Aussi, quand le grand jour arriva, quand, au nom de la France, au sein de Paris, l’Assemblée constituante reçut pour mission d’accomplir toutes les promesses de la philosophie et de satisfaire toutes les ambitions de l’humanité, quelle explosion ! quels transports ! quel concours inouï des plus sérieux travaux et des plus enivrants plaisirs ! La domination réelle, immédiate, pratique, passant tout à coup à ces esprits naguère absorbés dans la critique et la spéculation ; l’orgueil de la science et l’orgueil du pouvoir unis et triomphants ; la pensée et la volonté humaines libres de tout frein, que dis-je ? souveraines, despotes ; toutes choses livrées non-seulement aux regards, mais aux mains des hommes ! Et ces brusques conquérants, ces créateurs éphémères, poursuivant leur œuvre sous les yeux, aux acclamations de la société la plus cultivée et de la multitude la plus ardente, l’une et l’autre également avides d’émotion et de succès, également empressées à se répandre en reconnaissance ou en colère, en admiration on en invectives ! Quel si puissant, quel si entraînant spectacle a jamais été offert au monde ? Quelles scènes ont jamais du exciter à un si haut degré le génie et la passion des acteurs ?

M. de Tracy siégeait parmi eux, l’un des plus sérieux, l’un des plus sincères. Il n’avait jusque-là dirigé vers aucune étude spéciale sa pensée ferme, active, rigoureuse. Le charme de cette vie de société, si séduisante par le mouvement des esprits comme par la douceur des relations, avait suffi à sa jeunesse plus animée qu’occupée.
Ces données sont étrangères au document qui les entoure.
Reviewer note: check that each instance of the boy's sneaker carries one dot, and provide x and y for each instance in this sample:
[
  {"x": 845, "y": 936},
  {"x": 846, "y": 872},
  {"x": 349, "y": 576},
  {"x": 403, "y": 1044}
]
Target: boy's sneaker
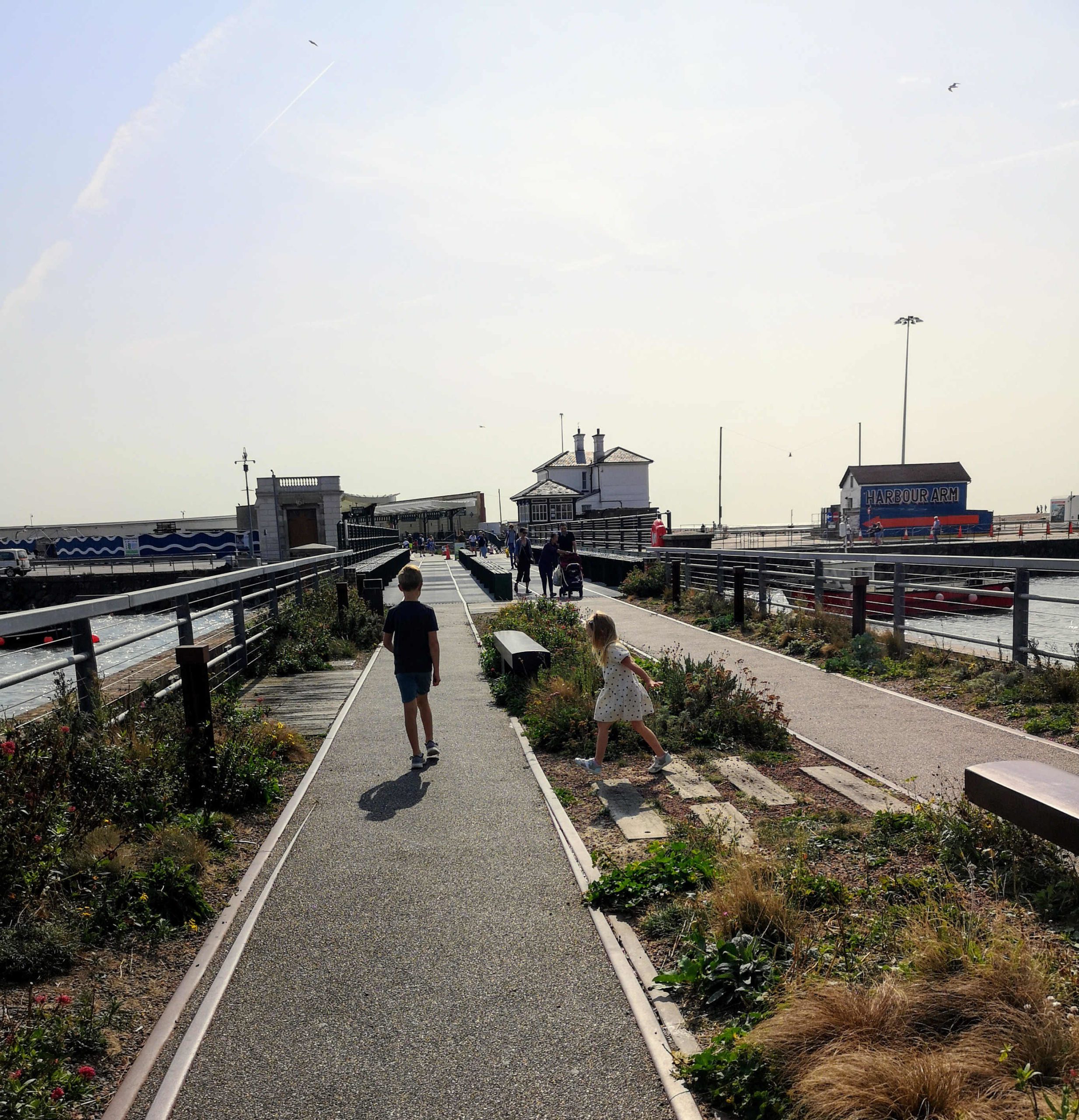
[{"x": 589, "y": 764}]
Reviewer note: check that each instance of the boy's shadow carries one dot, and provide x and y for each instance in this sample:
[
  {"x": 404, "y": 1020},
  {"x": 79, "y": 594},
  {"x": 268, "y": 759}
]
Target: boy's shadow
[{"x": 382, "y": 801}]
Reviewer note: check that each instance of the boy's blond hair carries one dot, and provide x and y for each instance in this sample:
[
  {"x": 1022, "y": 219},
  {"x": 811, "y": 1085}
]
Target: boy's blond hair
[
  {"x": 410, "y": 578},
  {"x": 603, "y": 634}
]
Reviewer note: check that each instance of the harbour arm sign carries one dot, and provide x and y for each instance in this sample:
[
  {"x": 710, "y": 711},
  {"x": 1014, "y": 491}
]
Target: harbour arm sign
[{"x": 910, "y": 495}]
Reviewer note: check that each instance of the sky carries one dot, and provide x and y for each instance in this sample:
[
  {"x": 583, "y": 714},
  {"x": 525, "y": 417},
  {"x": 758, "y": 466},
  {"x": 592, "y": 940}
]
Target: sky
[{"x": 400, "y": 255}]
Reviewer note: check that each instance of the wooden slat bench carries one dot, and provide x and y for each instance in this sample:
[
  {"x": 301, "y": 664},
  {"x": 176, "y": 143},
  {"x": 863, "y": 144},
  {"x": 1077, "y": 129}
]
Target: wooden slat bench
[
  {"x": 520, "y": 654},
  {"x": 1036, "y": 797}
]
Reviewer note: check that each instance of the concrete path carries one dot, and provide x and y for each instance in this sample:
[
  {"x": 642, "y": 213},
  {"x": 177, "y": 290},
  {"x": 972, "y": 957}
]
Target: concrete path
[
  {"x": 893, "y": 735},
  {"x": 424, "y": 952}
]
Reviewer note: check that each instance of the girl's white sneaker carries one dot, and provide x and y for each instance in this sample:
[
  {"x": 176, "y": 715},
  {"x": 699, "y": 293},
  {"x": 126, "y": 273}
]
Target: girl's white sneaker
[{"x": 589, "y": 764}]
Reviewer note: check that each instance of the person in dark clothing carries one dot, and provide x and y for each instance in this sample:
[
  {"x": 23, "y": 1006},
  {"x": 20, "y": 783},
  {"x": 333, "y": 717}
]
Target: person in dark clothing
[
  {"x": 410, "y": 633},
  {"x": 524, "y": 561},
  {"x": 548, "y": 561}
]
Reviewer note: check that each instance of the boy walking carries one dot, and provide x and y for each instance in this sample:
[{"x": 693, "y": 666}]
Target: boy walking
[{"x": 410, "y": 631}]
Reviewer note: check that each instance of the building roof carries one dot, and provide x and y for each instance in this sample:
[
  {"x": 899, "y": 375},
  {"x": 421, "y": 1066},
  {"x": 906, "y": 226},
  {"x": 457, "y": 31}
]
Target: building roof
[
  {"x": 547, "y": 489},
  {"x": 570, "y": 458},
  {"x": 906, "y": 473}
]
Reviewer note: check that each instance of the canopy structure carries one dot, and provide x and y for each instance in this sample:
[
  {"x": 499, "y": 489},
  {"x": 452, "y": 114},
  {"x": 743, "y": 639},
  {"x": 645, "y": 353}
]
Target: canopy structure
[{"x": 438, "y": 515}]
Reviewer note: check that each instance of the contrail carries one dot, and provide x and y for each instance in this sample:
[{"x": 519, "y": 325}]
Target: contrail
[{"x": 279, "y": 116}]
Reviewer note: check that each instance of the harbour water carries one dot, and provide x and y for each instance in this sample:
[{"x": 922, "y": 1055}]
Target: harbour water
[{"x": 21, "y": 698}]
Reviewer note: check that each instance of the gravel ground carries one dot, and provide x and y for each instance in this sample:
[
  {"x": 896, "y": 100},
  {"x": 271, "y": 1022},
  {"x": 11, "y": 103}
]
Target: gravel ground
[
  {"x": 425, "y": 952},
  {"x": 893, "y": 735}
]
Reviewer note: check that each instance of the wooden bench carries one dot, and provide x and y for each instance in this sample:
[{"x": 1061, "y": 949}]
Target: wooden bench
[
  {"x": 1036, "y": 797},
  {"x": 520, "y": 654}
]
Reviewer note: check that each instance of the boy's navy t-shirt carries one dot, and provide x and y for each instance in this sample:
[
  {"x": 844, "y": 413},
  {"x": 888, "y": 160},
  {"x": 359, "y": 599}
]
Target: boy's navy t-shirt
[{"x": 410, "y": 623}]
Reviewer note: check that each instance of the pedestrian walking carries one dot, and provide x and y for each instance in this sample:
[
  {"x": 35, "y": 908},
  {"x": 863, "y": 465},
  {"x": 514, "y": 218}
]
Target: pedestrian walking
[
  {"x": 624, "y": 695},
  {"x": 410, "y": 633},
  {"x": 524, "y": 561},
  {"x": 548, "y": 561}
]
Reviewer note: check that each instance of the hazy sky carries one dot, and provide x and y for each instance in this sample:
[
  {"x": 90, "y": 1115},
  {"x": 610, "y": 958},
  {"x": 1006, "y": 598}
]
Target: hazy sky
[{"x": 657, "y": 219}]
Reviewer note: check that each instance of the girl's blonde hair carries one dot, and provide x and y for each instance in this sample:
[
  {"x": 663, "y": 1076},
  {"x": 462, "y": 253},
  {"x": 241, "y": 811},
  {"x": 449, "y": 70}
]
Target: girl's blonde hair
[{"x": 603, "y": 634}]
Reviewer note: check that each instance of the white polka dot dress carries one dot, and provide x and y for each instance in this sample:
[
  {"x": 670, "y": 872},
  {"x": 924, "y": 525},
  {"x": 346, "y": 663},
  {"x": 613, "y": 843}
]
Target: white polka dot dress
[{"x": 624, "y": 696}]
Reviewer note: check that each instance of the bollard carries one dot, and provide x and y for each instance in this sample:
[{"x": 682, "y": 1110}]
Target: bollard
[
  {"x": 899, "y": 603},
  {"x": 184, "y": 626},
  {"x": 858, "y": 585},
  {"x": 194, "y": 667},
  {"x": 1021, "y": 615},
  {"x": 372, "y": 595},
  {"x": 239, "y": 627},
  {"x": 85, "y": 671}
]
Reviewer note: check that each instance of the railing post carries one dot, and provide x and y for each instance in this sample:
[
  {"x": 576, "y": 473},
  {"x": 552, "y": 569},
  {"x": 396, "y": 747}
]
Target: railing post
[
  {"x": 858, "y": 585},
  {"x": 85, "y": 671},
  {"x": 1021, "y": 615},
  {"x": 193, "y": 661},
  {"x": 184, "y": 627},
  {"x": 239, "y": 627}
]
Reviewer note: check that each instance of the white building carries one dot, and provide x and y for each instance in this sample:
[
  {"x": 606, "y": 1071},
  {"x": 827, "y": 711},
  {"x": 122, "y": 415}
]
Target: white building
[{"x": 580, "y": 482}]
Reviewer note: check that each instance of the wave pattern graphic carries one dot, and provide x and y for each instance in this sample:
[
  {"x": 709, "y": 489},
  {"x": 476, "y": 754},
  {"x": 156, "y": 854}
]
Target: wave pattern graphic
[{"x": 219, "y": 543}]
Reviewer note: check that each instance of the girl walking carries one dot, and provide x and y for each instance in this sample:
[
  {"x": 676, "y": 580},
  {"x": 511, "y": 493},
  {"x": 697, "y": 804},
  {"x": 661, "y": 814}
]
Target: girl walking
[{"x": 624, "y": 695}]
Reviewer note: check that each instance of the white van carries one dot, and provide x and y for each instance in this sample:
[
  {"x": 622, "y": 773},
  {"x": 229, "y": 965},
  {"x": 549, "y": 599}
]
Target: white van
[{"x": 14, "y": 563}]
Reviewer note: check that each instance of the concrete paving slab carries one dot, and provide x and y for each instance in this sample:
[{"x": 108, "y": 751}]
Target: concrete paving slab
[
  {"x": 729, "y": 821},
  {"x": 753, "y": 783},
  {"x": 688, "y": 784},
  {"x": 627, "y": 808},
  {"x": 871, "y": 798}
]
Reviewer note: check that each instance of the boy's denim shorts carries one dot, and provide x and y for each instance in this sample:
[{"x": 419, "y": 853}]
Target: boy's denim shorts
[{"x": 414, "y": 685}]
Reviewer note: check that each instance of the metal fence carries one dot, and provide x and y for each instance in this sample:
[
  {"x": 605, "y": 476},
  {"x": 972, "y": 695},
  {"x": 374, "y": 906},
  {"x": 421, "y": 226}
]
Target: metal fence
[
  {"x": 1016, "y": 607},
  {"x": 229, "y": 612},
  {"x": 626, "y": 533}
]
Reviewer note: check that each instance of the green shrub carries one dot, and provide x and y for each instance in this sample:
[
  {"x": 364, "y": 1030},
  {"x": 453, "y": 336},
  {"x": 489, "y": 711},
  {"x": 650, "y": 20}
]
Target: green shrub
[
  {"x": 736, "y": 1077},
  {"x": 673, "y": 868},
  {"x": 647, "y": 581},
  {"x": 35, "y": 951},
  {"x": 732, "y": 975}
]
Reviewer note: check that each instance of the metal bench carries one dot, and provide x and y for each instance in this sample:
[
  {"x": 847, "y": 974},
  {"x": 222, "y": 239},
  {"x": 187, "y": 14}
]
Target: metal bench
[
  {"x": 520, "y": 654},
  {"x": 1033, "y": 795}
]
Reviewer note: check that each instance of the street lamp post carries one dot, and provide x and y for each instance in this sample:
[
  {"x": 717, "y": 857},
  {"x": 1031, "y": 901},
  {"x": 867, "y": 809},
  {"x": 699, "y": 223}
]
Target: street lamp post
[
  {"x": 247, "y": 490},
  {"x": 906, "y": 322}
]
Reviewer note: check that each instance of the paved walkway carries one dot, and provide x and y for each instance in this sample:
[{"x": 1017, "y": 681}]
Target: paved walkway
[
  {"x": 425, "y": 953},
  {"x": 893, "y": 735}
]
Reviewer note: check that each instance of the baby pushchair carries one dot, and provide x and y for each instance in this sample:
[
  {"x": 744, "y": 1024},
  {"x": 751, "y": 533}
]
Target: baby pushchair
[{"x": 573, "y": 581}]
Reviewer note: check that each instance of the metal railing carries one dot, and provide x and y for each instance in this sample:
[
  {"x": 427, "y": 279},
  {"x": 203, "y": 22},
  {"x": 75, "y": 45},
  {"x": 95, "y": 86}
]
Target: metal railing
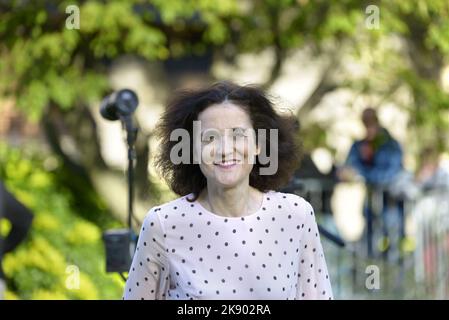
[{"x": 414, "y": 265}]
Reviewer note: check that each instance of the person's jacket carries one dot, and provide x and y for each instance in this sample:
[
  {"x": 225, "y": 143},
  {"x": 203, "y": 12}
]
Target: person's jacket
[{"x": 385, "y": 164}]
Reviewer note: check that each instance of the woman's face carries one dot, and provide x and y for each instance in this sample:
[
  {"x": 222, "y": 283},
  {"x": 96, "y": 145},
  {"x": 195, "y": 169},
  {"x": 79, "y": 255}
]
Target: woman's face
[{"x": 227, "y": 145}]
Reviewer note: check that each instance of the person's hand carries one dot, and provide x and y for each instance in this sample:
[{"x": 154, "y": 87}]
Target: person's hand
[{"x": 346, "y": 174}]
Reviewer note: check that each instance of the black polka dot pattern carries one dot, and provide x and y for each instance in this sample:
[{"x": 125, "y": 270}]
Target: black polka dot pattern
[{"x": 187, "y": 252}]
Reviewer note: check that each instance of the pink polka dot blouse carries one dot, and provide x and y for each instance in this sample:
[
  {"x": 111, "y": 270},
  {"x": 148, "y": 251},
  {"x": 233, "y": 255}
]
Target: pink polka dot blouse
[{"x": 187, "y": 252}]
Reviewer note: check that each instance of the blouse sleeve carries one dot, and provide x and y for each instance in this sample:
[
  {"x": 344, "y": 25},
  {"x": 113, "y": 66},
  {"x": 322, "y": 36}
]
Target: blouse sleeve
[
  {"x": 313, "y": 277},
  {"x": 149, "y": 273}
]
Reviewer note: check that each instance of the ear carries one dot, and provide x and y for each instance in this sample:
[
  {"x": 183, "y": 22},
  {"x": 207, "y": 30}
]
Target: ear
[{"x": 258, "y": 150}]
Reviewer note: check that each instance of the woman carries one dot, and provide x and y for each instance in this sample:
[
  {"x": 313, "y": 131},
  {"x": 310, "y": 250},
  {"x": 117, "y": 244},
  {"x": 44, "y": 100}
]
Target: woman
[{"x": 229, "y": 235}]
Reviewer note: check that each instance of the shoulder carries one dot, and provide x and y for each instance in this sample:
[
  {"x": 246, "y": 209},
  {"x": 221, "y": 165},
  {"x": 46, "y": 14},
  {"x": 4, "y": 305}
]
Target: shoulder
[
  {"x": 170, "y": 209},
  {"x": 294, "y": 203}
]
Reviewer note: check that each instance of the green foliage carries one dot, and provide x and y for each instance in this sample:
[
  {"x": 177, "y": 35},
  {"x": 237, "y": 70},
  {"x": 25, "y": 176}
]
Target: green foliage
[{"x": 59, "y": 237}]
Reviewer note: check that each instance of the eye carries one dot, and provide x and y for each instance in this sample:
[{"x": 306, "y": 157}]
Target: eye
[
  {"x": 208, "y": 138},
  {"x": 238, "y": 132}
]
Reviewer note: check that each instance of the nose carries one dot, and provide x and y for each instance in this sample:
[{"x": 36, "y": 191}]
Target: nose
[{"x": 226, "y": 148}]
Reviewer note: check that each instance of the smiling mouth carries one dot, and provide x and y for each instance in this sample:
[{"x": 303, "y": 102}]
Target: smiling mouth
[{"x": 227, "y": 164}]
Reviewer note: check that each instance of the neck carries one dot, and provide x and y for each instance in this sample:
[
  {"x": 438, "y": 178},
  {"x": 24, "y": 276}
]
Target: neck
[{"x": 234, "y": 202}]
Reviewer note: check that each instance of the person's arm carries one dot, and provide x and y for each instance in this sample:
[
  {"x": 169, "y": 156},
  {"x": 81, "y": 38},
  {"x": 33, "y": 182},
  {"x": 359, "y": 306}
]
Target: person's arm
[
  {"x": 313, "y": 277},
  {"x": 354, "y": 160},
  {"x": 388, "y": 165},
  {"x": 148, "y": 277}
]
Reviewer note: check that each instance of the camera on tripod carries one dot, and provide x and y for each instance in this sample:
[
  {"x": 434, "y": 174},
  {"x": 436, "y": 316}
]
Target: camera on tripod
[{"x": 120, "y": 244}]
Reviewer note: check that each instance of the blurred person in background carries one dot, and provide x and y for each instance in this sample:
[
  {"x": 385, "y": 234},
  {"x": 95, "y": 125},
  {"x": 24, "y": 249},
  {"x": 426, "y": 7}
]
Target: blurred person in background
[
  {"x": 377, "y": 160},
  {"x": 20, "y": 219}
]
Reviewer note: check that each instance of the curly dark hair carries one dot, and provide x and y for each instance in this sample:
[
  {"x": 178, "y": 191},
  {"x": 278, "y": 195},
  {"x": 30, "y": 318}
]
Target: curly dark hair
[{"x": 185, "y": 107}]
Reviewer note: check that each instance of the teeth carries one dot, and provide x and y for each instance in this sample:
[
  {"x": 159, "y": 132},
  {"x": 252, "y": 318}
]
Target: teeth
[{"x": 227, "y": 163}]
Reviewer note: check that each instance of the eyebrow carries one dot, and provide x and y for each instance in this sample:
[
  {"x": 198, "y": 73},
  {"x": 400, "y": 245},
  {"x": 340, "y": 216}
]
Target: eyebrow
[{"x": 225, "y": 129}]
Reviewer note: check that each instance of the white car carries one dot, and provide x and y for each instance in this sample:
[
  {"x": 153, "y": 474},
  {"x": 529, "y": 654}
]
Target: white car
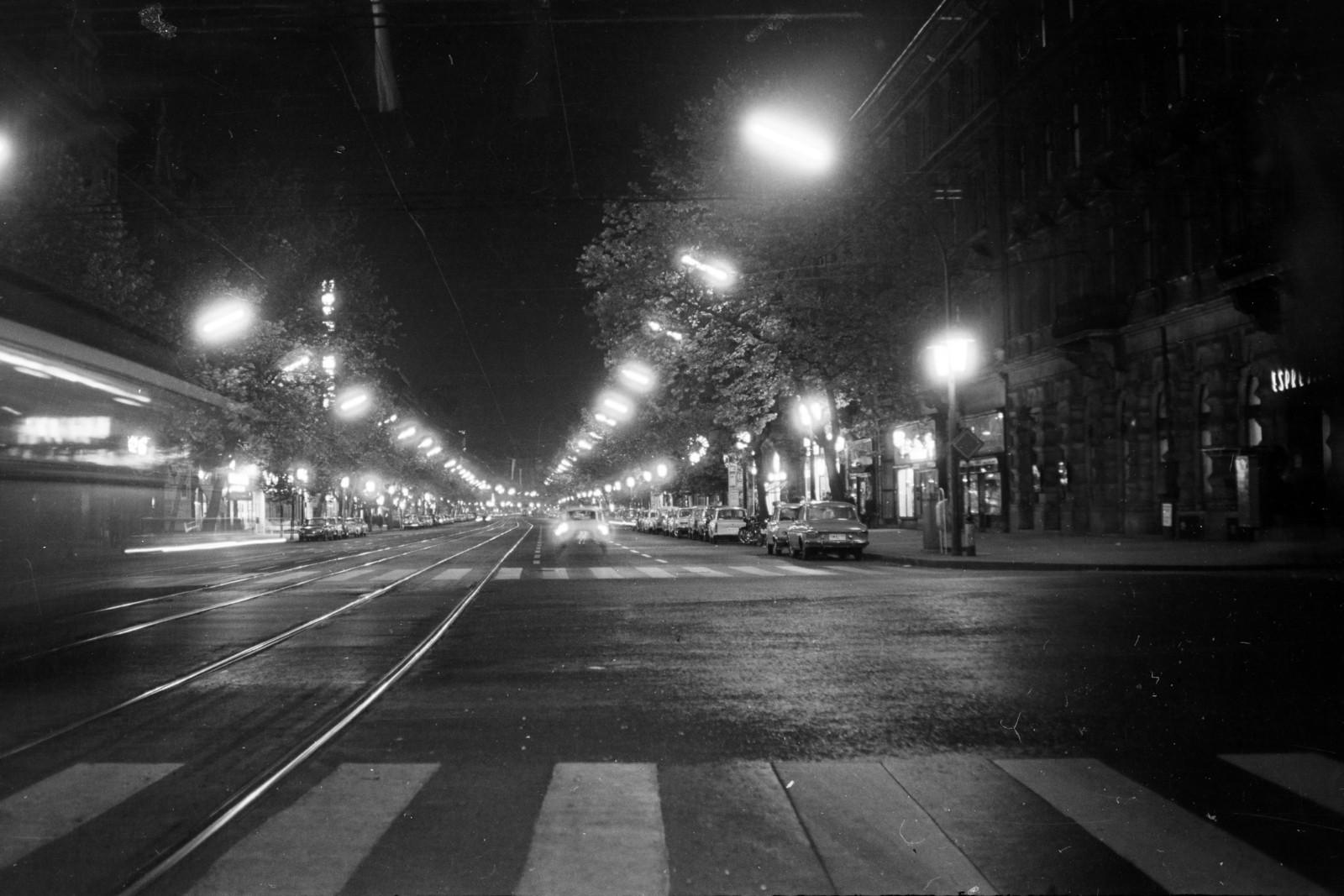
[
  {"x": 582, "y": 526},
  {"x": 723, "y": 523}
]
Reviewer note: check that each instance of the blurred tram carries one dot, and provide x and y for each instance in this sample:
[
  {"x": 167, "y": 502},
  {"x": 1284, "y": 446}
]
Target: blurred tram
[{"x": 87, "y": 402}]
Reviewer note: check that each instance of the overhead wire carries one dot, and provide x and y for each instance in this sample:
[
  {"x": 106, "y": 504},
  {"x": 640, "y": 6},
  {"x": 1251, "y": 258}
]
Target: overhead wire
[{"x": 429, "y": 246}]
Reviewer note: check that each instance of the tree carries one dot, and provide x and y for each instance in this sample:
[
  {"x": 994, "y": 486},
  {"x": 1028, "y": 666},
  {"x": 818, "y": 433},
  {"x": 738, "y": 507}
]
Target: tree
[{"x": 827, "y": 301}]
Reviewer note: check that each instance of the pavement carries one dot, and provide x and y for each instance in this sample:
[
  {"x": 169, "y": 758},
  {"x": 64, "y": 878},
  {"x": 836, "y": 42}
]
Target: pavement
[{"x": 1058, "y": 551}]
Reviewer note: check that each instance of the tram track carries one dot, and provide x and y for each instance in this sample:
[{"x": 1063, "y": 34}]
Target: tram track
[
  {"x": 266, "y": 644},
  {"x": 223, "y": 605},
  {"x": 344, "y": 716}
]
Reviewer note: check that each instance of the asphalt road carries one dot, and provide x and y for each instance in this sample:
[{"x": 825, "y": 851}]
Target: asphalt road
[{"x": 664, "y": 716}]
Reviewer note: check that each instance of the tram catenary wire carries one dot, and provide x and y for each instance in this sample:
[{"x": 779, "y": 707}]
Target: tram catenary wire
[{"x": 250, "y": 651}]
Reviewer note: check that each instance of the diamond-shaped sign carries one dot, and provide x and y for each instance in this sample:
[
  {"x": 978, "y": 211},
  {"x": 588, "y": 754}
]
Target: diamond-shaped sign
[{"x": 968, "y": 443}]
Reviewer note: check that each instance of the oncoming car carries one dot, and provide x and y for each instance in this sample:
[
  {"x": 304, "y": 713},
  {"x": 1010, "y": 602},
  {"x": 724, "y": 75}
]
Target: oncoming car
[{"x": 582, "y": 526}]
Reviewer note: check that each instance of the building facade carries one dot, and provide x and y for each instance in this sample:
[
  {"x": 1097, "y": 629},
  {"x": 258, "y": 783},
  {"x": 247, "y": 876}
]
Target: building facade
[{"x": 1120, "y": 190}]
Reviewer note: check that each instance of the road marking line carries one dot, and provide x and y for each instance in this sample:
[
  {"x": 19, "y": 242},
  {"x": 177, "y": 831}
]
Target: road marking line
[
  {"x": 870, "y": 832},
  {"x": 393, "y": 575},
  {"x": 600, "y": 832},
  {"x": 1175, "y": 848},
  {"x": 1307, "y": 774},
  {"x": 313, "y": 846},
  {"x": 756, "y": 571},
  {"x": 353, "y": 574},
  {"x": 450, "y": 574},
  {"x": 655, "y": 573},
  {"x": 299, "y": 574},
  {"x": 55, "y": 806}
]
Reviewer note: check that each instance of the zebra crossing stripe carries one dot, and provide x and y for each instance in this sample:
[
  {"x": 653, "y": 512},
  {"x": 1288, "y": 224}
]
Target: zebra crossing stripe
[
  {"x": 656, "y": 573},
  {"x": 600, "y": 832},
  {"x": 353, "y": 574},
  {"x": 313, "y": 846},
  {"x": 1176, "y": 848},
  {"x": 452, "y": 574},
  {"x": 55, "y": 806},
  {"x": 756, "y": 571},
  {"x": 871, "y": 835},
  {"x": 296, "y": 575},
  {"x": 1307, "y": 774}
]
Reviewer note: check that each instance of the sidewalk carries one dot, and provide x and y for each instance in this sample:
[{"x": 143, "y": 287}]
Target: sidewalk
[{"x": 1055, "y": 551}]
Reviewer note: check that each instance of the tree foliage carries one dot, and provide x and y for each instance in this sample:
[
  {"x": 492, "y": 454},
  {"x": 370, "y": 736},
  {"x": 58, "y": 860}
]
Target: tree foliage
[{"x": 832, "y": 285}]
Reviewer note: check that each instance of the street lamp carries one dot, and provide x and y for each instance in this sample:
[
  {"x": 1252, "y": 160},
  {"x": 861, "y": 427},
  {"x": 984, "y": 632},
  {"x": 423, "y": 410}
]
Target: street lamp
[
  {"x": 225, "y": 320},
  {"x": 951, "y": 359},
  {"x": 788, "y": 141}
]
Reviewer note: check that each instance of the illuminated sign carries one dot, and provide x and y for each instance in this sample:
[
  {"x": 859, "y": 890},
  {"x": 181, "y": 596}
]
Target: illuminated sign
[
  {"x": 1288, "y": 379},
  {"x": 64, "y": 430}
]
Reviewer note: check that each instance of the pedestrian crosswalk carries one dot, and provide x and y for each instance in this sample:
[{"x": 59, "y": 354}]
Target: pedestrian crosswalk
[
  {"x": 669, "y": 571},
  {"x": 940, "y": 825}
]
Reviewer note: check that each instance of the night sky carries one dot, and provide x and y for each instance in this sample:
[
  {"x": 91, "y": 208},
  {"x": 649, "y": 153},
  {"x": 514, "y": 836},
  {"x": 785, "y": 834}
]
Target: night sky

Mais nul n’avait plus profondément respiré l’air de son temps ; nul n’en avait adopté les idées et les espérances avec plus d’amour de la vérité, plus de respect pour ses droits, plus de confiance dans son empire. Il arrivait à l’Assemblée constituante, étranger à tout intérêt, exempt de toute ambition personnelle, uniquement préoccupé du désir de régler selon la raison et la justice, et pour le bien de tous, cette société si longtemps dominée, au profit de quelques-uns, par la force et le hasard. Ainsi pensait cette portion de la noblesse française à laquelle appartenait M. de Tracy, et qui soutenait avec ardeur les réformes sans avoir rien à en attendre. Esprits vraiment libéraux, cœurs vraiment généreux, qui ont aimé par-dessus tout l’humanité, et s’ils n’ont pas toujours échappé à l’erreur, ne se sont trompés du moins qu’en se sacrifiant !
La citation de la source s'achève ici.